Our goals, whether they are financial or otherwise, should have two foundational elements: (a) they are specific to you, meaning they have personal value for you, and (b) they are aspirational, meaning they have an element of being emotional and inspirational. Obvious enough, right? You wouldn’t set a goal to finish dead last in a 10K race or aspire to paint the world’s most mediocre still life.
Those examples defy common sense, but this is exactly what millions of Americans do when planning their financial futures. They compare their returns to a broad market index like the S&P 500 or some other average benchmark. The word “average” is a clue as to why these goals fail to engage clients.
No one sets out to live an average life. We don’t dream of average happiness, average fulfillment, or an average marriage, so why should we settle for an average portfolio? There is a sad irony in the fact that so many investors, excellent in their other endeavors, spend so much time and energy worrying about how they stack up relative to such a mean hurdle.
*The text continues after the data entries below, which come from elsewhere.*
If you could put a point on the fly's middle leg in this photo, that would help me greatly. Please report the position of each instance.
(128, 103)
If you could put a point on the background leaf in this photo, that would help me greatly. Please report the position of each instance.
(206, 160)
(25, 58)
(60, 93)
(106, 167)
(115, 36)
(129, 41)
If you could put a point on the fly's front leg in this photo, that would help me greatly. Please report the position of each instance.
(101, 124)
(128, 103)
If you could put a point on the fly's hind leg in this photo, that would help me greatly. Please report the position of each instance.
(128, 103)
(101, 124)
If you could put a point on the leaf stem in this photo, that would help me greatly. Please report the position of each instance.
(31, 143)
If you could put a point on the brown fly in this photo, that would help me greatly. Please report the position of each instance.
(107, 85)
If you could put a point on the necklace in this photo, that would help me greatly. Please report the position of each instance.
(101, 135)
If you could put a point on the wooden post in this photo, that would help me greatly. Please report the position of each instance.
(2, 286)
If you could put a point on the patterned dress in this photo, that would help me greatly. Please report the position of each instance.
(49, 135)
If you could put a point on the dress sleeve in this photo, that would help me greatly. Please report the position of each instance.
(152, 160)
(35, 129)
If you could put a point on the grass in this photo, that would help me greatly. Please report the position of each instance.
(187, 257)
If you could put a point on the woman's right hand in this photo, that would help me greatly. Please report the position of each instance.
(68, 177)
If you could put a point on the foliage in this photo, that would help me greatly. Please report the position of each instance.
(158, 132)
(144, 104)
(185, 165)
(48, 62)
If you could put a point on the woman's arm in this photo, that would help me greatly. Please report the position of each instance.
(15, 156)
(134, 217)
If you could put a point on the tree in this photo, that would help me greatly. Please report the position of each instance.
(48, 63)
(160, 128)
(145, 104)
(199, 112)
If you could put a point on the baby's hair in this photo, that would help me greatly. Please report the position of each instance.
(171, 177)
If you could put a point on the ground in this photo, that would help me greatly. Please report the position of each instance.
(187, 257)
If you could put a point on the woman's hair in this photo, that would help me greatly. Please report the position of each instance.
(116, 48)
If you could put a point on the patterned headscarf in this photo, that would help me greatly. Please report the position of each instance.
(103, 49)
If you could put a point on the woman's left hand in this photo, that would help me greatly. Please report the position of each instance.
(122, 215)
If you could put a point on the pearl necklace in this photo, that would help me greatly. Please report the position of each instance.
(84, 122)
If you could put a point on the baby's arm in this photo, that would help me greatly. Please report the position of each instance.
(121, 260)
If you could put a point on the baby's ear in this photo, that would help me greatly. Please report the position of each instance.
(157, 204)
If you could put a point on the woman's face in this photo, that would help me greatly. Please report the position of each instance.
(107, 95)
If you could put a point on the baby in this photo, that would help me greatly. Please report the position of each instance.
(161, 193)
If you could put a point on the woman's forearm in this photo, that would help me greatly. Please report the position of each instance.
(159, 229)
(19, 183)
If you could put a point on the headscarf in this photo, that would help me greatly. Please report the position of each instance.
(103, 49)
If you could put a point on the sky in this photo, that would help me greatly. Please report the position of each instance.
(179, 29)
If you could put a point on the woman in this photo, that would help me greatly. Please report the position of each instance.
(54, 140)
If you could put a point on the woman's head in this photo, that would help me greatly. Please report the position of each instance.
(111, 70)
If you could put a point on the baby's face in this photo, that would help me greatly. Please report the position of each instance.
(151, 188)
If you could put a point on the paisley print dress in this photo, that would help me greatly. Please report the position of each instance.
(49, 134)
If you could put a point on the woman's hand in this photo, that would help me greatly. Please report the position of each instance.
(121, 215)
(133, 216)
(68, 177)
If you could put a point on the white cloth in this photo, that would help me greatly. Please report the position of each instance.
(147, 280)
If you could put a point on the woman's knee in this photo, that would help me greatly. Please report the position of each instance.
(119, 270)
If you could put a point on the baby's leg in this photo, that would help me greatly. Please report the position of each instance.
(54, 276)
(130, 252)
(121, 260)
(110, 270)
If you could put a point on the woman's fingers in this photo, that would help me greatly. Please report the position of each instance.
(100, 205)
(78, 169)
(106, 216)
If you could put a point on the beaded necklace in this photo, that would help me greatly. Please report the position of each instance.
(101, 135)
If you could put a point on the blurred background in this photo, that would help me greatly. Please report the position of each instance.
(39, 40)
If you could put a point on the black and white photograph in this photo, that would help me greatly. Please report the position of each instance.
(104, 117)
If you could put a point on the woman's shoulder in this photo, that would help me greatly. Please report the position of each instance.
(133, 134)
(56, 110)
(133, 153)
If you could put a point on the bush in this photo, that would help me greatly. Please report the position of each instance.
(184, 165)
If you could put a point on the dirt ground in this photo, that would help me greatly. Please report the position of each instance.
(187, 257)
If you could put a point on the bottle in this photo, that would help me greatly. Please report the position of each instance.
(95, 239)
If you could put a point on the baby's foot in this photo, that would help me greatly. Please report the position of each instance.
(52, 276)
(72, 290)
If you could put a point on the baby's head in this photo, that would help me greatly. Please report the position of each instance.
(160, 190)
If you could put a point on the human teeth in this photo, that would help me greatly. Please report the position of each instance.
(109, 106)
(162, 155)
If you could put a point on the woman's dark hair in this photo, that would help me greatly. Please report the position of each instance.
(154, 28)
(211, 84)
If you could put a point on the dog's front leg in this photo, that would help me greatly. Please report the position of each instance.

But benchmarking to indices like the Dow or S&P 500 isn’t the only external comparison leading us to make irrational decisions; there’s also our tendency to benchmark to The Joneses. We’re all familiar with the phrase “keeping up with the Joneses,” but we might not understand just how deeply it is ingrained in our concept of wealth and success.
Each year, a Gallup poll asks Americans to determine “What is the smallest amount of money a family of four needs to get along in this community?” Gallup finds the answers to this question move up in line with average incomes of the respondents. For those without a well defined goal of success, the answer to “How much is enough?” seems sadly to be, “Just a little more than I have today.”
This tendency to make ourselves miserable by trying to keep up with the neighbors can be easily overcome through the use of intentional, personal benchmarks. What motivates you more, saving for your kid’s college expenses, or beating the S&P 500?
Advisors must help investors understand that money is only as good as the goals it helps them reach. Many investors approach the markets myopically, a tendency only furthered by the ubiquity of reports on how the market fared on any given day (or hour, or minute). However, most deeply meaningful goals have a time horizon of years or decades. If saving for your kid’s college is the benchmark, what do you care if the S&P is down 200 points today? That’s not the game you’re playing.
Perhaps the biggest benefit of all is the way in which a goals-driven approach provides shelter in the storm. Benchmark investors, anchored as they are to the index and the actions of others, tend to lose focus in market downturns, which accounts for the “behavior gap” documented so well by Dalbar and others.
Purpose-driven investors, on the other hand, have a “why” helping them deal with almost any “how.” We’ve all had the experience of sacrificing our personal comfort to do something deeply meaningful, but it seems silly to suffer pointlessly. Thus, those with an important reason for staying invested, one bigger than the momentary discomfort of a paper loss, are more likely to do so, whereas those affixed to an arbitrary indicator have no real reason to stay the course.
Once dreams have been connected to financial realities, sensible behavior ceases to be a chore and becomes a natural extension of a life well lived.